Ici, je n’ai pas de papiers, ma compagne non plus, ça n’arrange rien. C’est l’Europe, oui, mais l’Europe a encore besoin de papiers, que je sache. Quand on ouvre les frontières, ce n’est pas tant les personnes qui circulent que les marchandises. D’où moult excès douaniers, toujours (En 1995, les cheveux longs font toujours recette à la douane).



“Bruxelles, ma belle”, dit la chanson (Dick Annegarn). On ne doit pas porter les mêmes lunettes.
Alors, ici, quoi ? C’est laid, triste, et point ? Mais non... Ici, on se parle facilement, les bars sont formidables, les concerts nombreux, les revues musicales gratuites. Vous ne connaissez pas le marché du jeu de balles, ses vinyles à 1 F, ses soupes au cerfeuil. La campagne est proche, le rythme de vie est paisible, provincial en diable. Manque un fleuve. Comme à Liège, cent kilomètres plus à l’est, ville exceptionnellement belle et conviviale.

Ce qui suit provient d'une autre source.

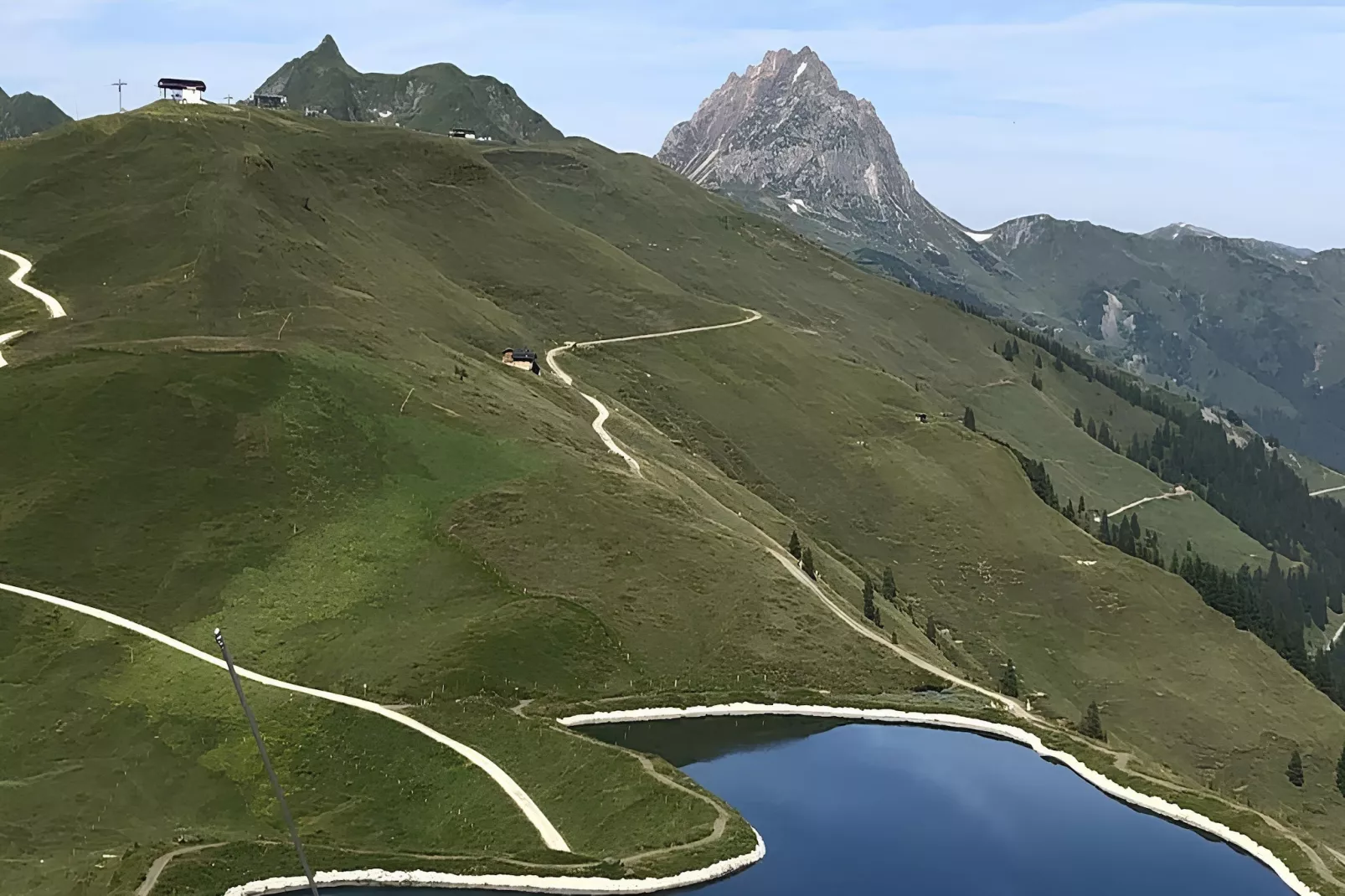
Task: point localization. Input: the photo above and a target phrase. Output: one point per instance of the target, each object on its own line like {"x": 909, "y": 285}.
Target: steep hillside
{"x": 1251, "y": 324}
{"x": 437, "y": 97}
{"x": 277, "y": 406}
{"x": 27, "y": 113}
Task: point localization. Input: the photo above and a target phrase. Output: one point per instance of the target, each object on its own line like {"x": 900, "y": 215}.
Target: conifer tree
{"x": 1340, "y": 774}
{"x": 1091, "y": 724}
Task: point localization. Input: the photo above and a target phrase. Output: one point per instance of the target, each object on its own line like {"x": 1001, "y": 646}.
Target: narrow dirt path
{"x": 8, "y": 337}
{"x": 550, "y": 836}
{"x": 54, "y": 308}
{"x": 18, "y": 279}
{"x": 1121, "y": 759}
{"x": 162, "y": 863}
{"x": 721, "y": 814}
{"x": 1178, "y": 492}
{"x": 603, "y": 414}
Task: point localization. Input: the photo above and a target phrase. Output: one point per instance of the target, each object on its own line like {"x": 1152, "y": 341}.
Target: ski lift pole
{"x": 265, "y": 760}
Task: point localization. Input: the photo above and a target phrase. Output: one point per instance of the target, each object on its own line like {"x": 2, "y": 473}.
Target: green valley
{"x": 277, "y": 406}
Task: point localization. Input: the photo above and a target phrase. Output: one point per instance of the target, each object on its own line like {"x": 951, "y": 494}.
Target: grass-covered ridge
{"x": 253, "y": 419}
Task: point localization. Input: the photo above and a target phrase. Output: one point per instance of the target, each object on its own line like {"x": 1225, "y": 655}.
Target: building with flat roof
{"x": 182, "y": 90}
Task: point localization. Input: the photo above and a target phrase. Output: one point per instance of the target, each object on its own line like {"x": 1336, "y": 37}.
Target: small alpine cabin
{"x": 522, "y": 358}
{"x": 182, "y": 90}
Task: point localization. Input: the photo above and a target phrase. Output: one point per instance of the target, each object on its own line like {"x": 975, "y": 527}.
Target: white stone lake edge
{"x": 599, "y": 885}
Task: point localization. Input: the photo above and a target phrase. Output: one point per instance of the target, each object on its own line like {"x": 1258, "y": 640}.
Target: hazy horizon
{"x": 1227, "y": 116}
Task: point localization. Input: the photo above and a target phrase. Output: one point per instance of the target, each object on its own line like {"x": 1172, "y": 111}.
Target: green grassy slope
{"x": 436, "y": 97}
{"x": 252, "y": 420}
{"x": 27, "y": 113}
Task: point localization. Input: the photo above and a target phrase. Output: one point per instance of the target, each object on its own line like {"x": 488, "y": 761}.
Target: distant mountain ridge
{"x": 28, "y": 113}
{"x": 787, "y": 140}
{"x": 1252, "y": 324}
{"x": 436, "y": 97}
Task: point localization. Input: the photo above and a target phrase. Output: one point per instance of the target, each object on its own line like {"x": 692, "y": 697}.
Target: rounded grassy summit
{"x": 277, "y": 406}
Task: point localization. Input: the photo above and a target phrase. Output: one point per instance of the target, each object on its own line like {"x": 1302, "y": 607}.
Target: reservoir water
{"x": 865, "y": 809}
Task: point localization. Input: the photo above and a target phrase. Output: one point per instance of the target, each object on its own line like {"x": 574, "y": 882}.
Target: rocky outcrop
{"x": 27, "y": 113}
{"x": 786, "y": 139}
{"x": 437, "y": 97}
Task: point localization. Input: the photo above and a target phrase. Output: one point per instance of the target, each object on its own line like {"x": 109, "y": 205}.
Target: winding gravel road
{"x": 18, "y": 279}
{"x": 54, "y": 308}
{"x": 1178, "y": 492}
{"x": 771, "y": 545}
{"x": 8, "y": 337}
{"x": 603, "y": 414}
{"x": 512, "y": 789}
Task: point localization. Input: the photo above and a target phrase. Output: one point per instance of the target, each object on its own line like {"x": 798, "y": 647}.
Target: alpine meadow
{"x": 276, "y": 406}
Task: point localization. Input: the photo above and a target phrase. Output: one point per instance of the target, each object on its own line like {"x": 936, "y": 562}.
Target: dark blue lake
{"x": 874, "y": 809}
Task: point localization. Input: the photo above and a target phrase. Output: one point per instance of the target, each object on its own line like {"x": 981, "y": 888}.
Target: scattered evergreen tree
{"x": 1009, "y": 680}
{"x": 1340, "y": 774}
{"x": 889, "y": 584}
{"x": 1038, "y": 478}
{"x": 1091, "y": 724}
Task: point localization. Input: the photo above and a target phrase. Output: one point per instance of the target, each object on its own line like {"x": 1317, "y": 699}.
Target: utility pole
{"x": 265, "y": 760}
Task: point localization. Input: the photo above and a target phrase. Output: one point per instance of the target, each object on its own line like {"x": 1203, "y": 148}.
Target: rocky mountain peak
{"x": 1181, "y": 229}
{"x": 785, "y": 126}
{"x": 785, "y": 139}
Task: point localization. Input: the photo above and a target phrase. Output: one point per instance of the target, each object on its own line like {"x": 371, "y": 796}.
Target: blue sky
{"x": 1133, "y": 115}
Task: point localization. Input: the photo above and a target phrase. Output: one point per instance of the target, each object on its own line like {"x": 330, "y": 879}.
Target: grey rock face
{"x": 786, "y": 139}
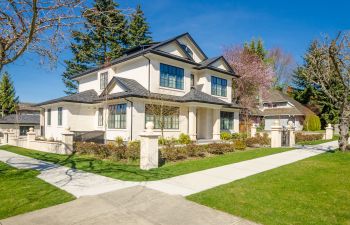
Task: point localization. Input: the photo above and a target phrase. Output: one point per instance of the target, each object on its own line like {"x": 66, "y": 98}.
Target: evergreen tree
{"x": 104, "y": 38}
{"x": 138, "y": 29}
{"x": 8, "y": 99}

On va s’en aller. Ici, j’aurai au moins bien travaillé. Et j’aurai vu la France et les Français avec un autre regard. Rien de mieux qu’un petit passage à l’étranger pour se rendre compte de l’incommensurable vanité du Français. A part ça, et quelques belles rencontres ici... Je voulais dire deux-trois choses positives sur la ville.
Sans plus.



Propos recueillis
par Fabien Cavanna
et Vincent A
Photos : Frédéric Fougère
Vincent A.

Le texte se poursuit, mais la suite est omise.